This manual is for an old version of Hazelcast Jet, use the latest stable version.

The Hadoop Distributed File System is a production-worthy choice for both a data source and sink in a batch computation job. It is a distributed, replicated storage system that handles these concerns automatically, exposing a simple unified view to the client.

The HDFS source and sink require a configuration object of type JobConf which supplies the input and output paths and formats. No actual MapReduce job is created, this config is simply used to describe the required inputs and outputs. The same JobConf instance can be shared between the source and the sink.

JobConf jobConfig = new JobConf();
TextOutputFormat.setOutputPath(jobConfig, "output-path");
TextInputFormat.addInputPath(jobConfig, "input-path");

The word count pipeline can then be expressed using HDFS as follows

Pipeline p = Pipeline.create();
p.drawFrom(HdfsSources.hdfs(jobConfig, (k, v) -> v.toString()))
 .flatMap(line -> traverseArray(delimiter.split(line.toLowerCase())).filter(w -> !w.isEmpty()))
 .groupBy(wholeItem(), counting())

Data Locality When Reading

Jet will split the input data across the cluster, with each processor instance reading a part of the input. If the Jet nodes are running along the HDFS datanodes, then Jet can make use of data locality by reading the blocks locally where possible. This can bring a significant increase in read speed.

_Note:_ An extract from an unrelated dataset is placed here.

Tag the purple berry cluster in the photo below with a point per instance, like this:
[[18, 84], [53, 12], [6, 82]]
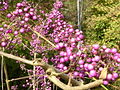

Each processor will write to a different file in the output folder identified by the unique processor id. The files will be in a temporary state until the job is completed and will be committed when the job is complete. For streaming jobs, they will be committed when the job is cancelled. We have plans to introduce a rolling sink for HDFS in the future to have better streaming support.

Dealing with Writables

Hadoop types implement their own serialization mechanism through the use of Writable. Jet provides an adapter to register a Writable for Hazelcast serialization without having to write additional serialization code. To use this adapter, you can register your own Writable types by extending WritableSerializerHook and registering the hook.

Hadoop JARs and Classpath

When submitting JARs along with a Job, sending Hadoop JARs should be avoided and instead Hadoop JARs should be present on the classpath of the running members. Hadoop JARs contain some JVM hooks and can keep lingering references inside the JVM long after the job has ended, causing memory leaks.